I finally watched “Kiss the Ground” with Woody Harrelson this week. I was impressed with how powerfully they transmit the message that for the planet, but also massively for our own individual health, we should make careful choices about what we eat. They show you the extremes that exist – from buying into monoculture and incredible amounts of chemicals, to buying food that will actually have a positive impact on ecosystems.
We are so often presented with the story that we humans have a negative, or at best neutral, effect on the world, but this film turns that around and leaves you wondering how you can design your eating and shopping habits to have a positive impact. With Regenerative Agriculture and ecosocially designed farms this is possible.
But it will be a journey! I will share resources as we move slowly on our journey towards feeding ourselves in a regenerative way here in Barcelona. And this weeks post is the once-a-month post which focuses on what we are doing towards eco-living in our Poble Sec appartment.

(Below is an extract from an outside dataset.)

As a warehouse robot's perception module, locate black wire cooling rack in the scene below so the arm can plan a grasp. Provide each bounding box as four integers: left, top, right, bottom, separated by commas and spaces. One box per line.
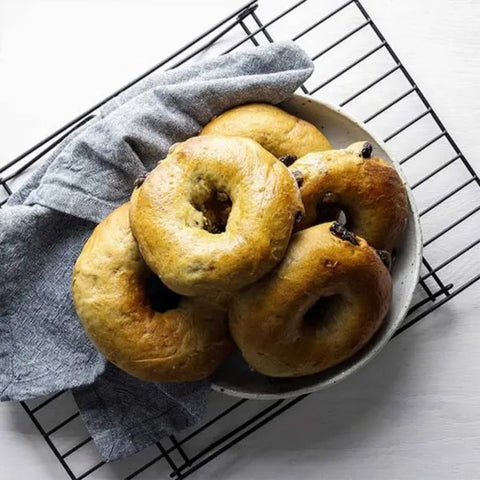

Our daughter’s breakfast is far from regenerative. She insists on this new type of cereal which is like biscuits with chocolate cereal inside. Was it, and is it still, an inevitable path in our world that the choices become more unhealthy over time? For now, at home, we have an agreement – half a bowl of standard cereal from the organic supermarket (not great), 3 pieces of biscuity cereal (which is an example of the worst type of processed foods), and organic oat milk (ok). We choose oat milk rather than rice, almond or soy, as the embedded transport energy is less, and the ingredients are more local. I am still failing convince anyone else in the family to consume the home-made oat milk.
As a general rule processed foods have the worst ingredients, from the worst types of farming (so many foods still contain Palm Oil for example). They also have the worst packaging with non-recycled, non-compostable, brightly coloured and excessive packaging. So how can we step away from these? One thing I do is have a light breakfast with just a fruit smoothie, then have some toasted organic bread a bit later. That takes the dreaded breakfast cereal out of the equation. Maja use to eat oats, and mix in dried fruit and nuts herself.
We fill the fridge with fresh vegetables and the challenge is to make sure you use them before they go bad, so even if we are eating packaged food sometimes, there are always fresh vegetables on the side. I am incredibly excited about starting to grow our salad greens next week. We barely eat salad because whole lettuces are big and we refuse to buy it in bags.
Then the main trick is to learn to cook. Start with one recipe and build up. This is my favourite staple hearty dinner, and at the moment it includes tinned tomato and a jar of precooked lentils, so there’s room for improvement.
Totally simple and all the family like it. Good with loads of liquid like a soup. Also good with hardly any liquid like a vegetable dish.
Good luck with cutting down your processed foods!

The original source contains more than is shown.